Он положил бритву, открыл глаза. Отражение стало выглядеть куда благообразнее. Почти как до знакомства с Фрэнки, с этим маленьким кровососом…
Приведя себя в порядок, он вспомнил, что надо зайти к Эшли. Ночью он нашел в комнате записку от Сильвии, где вкратце излагался разговор с бедняжкой, и очень заинтересовался прочитанным. Управлять своим временем в Искажении? Если у Эшли действительно есть такая способность, ей неслыханно повезло: получается, она может задерживаться в «приятных» мирах и как можно быстрее уносить ноги из «неприятных»? Как-то слишком гладко, еще и для такой, как она. Чем она вообще заслужила подобное? Впрочем, логики в Искажениях и во всем, что с ними связано, никогда и не было, это Сид понял уже давно.

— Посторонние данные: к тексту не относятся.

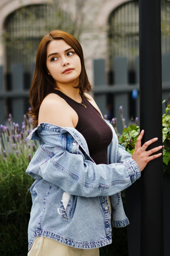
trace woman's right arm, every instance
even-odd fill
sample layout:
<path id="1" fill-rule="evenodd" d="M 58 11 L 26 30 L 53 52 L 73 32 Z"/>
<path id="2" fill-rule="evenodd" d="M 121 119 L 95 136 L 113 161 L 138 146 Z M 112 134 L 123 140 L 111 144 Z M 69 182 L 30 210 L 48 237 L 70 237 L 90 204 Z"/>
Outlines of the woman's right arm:
<path id="1" fill-rule="evenodd" d="M 56 103 L 54 108 L 48 110 L 53 113 L 53 114 L 50 115 L 52 118 L 57 118 L 57 112 L 62 111 L 62 109 L 59 108 L 60 104 L 57 103 Z M 50 104 L 46 106 L 46 111 L 48 110 L 49 105 Z M 41 110 L 43 110 L 43 108 Z M 60 114 L 60 117 L 62 116 L 61 113 Z M 53 119 L 50 120 L 49 119 L 48 122 L 47 121 L 44 122 L 63 126 L 61 125 L 61 123 L 57 124 L 56 119 L 55 122 Z M 65 126 L 69 127 L 65 124 Z M 47 132 L 49 135 L 50 132 L 48 131 Z M 62 134 L 56 136 L 60 135 L 62 136 Z M 142 134 L 138 140 L 137 148 L 139 150 L 136 150 L 136 154 L 138 157 L 140 157 L 139 156 L 140 154 L 139 147 L 142 136 Z M 43 146 L 45 147 L 45 144 Z M 141 149 L 141 151 L 143 154 L 143 151 L 144 151 Z M 123 151 L 124 150 L 122 150 L 122 154 Z M 57 185 L 66 192 L 88 197 L 115 194 L 128 187 L 140 177 L 140 167 L 138 165 L 137 159 L 136 161 L 130 158 L 121 163 L 97 165 L 90 161 L 85 160 L 80 149 L 79 152 L 78 154 L 74 154 L 62 147 L 59 147 L 51 157 L 49 157 L 47 161 L 39 167 L 38 175 L 45 180 Z M 125 154 L 127 153 L 125 151 L 124 152 Z M 145 151 L 144 152 L 146 153 Z M 152 153 L 152 152 L 151 154 Z M 134 155 L 134 154 L 135 152 Z M 35 158 L 33 157 L 32 159 L 33 168 L 34 167 L 34 158 L 36 163 L 36 159 L 38 157 L 36 154 L 35 153 Z M 153 157 L 156 158 L 155 156 Z M 141 166 L 142 169 L 143 164 Z M 35 168 L 35 166 L 34 168 Z"/>

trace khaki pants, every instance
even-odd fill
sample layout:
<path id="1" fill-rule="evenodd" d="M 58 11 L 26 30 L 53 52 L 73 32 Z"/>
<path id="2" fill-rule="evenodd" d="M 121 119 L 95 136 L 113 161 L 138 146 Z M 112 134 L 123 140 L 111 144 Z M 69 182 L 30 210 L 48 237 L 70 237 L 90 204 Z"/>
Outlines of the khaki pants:
<path id="1" fill-rule="evenodd" d="M 28 256 L 99 256 L 99 248 L 79 249 L 44 236 L 36 237 Z"/>
<path id="2" fill-rule="evenodd" d="M 107 198 L 111 213 L 111 207 L 109 196 Z M 99 256 L 99 248 L 75 248 L 44 236 L 36 237 L 28 253 L 28 256 Z"/>

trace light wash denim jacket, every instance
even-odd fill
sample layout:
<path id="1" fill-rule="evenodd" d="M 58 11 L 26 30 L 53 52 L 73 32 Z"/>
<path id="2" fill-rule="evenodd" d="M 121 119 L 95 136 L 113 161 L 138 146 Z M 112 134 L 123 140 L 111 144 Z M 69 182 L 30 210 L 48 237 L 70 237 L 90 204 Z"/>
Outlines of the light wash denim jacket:
<path id="1" fill-rule="evenodd" d="M 29 250 L 39 236 L 76 248 L 100 247 L 112 242 L 111 219 L 114 227 L 129 224 L 120 191 L 139 178 L 140 172 L 104 120 L 113 131 L 107 165 L 94 162 L 75 128 L 42 123 L 27 137 L 39 141 L 26 171 L 35 179 L 30 189 Z"/>

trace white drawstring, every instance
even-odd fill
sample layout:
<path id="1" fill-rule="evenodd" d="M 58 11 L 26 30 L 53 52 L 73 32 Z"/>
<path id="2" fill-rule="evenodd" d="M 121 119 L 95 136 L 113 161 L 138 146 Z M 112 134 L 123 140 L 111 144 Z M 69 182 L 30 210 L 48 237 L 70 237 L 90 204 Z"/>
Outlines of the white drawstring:
<path id="1" fill-rule="evenodd" d="M 59 211 L 59 209 L 60 209 L 62 211 L 63 211 L 64 212 L 63 213 L 61 213 L 60 212 L 60 211 Z M 57 209 L 57 211 L 60 214 L 60 215 L 62 215 L 63 214 L 64 214 L 65 213 L 65 210 L 64 210 L 63 209 L 62 209 L 61 208 L 58 208 Z"/>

Он думал заглянуть в столовую и перехватить что-нибудь перед разговором с гостьей, но ее комната находилась совсем рядом, а столовая — на первом этаже, а ноги у него все намеревались подкоситься и не желали встречи с лестницей, поэтому он сделал выбор в пользу познавательной беседы. Проверив, хорошо ли держится маска веселой беспечности, он пригладил мокрые волосы и тактично постучал в дверь Эшли.
— Войдите, — пискнули изнутри, и он радостно ворвался, заулыбался как можно приветливей — и сразу проглотил воображаемый лимон: с Эшли сидела Мадлен. Она поднялась с места — грациозно, этого у нее не отнять, — и холодно спросила:
— Мне снова уйти?
— Точно, сделай одолжение! — обрадовался Сид. Как ни крути, догадливость — отличное качество для женщины!
— Мне не нравится твое высокомерие, — сказала Мадлен. — Я привыкла, что мужчины или валяются у моих ног, или грубы со мной. Равнодушных я еще не встречала.
— Я не равнодушен, просто немного занят.
— Если мне покажется, что ты слишком занят, я уйду и заберу с собой Фрэнки, — Мадлен подмигнула ему. — Тебе ведь зачем-то нужен этот щенок? Можно проверить, к кому он привязан сильнее. Сколько вы знакомы, месяц, два? Я поманю его пальцем, и он побежит за мной, виляя хвостиком.
— Фрэнки не позволит ставить над собой эксперименты.
— В самом деле? — Она улыбнулась с притворным сочувствием и вышла.
Сид уставился на закрывшуюся дверь с неподдельным ужасом.
— Вот какие черти ее сюда принесли? — спросил он пустоту и добавил, повернувшись к Эшли: — Что она здесь делала? О чем вы разговаривали?
— О Фрэнки, — послушно ответила та, натянув одеяло до самого носа. — Мадлен было интересно, не рассказывал ли он что-нибудь о ней.
— Ну а ты что? — Вот не было печали — будто и без Мадлен проблем нет!
— А я что, я правду сказала. Что только в бреду позвал один раз и не объяснил, кто это. Кажется, Мадлен мой ответ понравился.
Эшли шмыгнула носом и как-то странно, мутно посмотрела на Сида. От этого взгляда ему стало не по себе.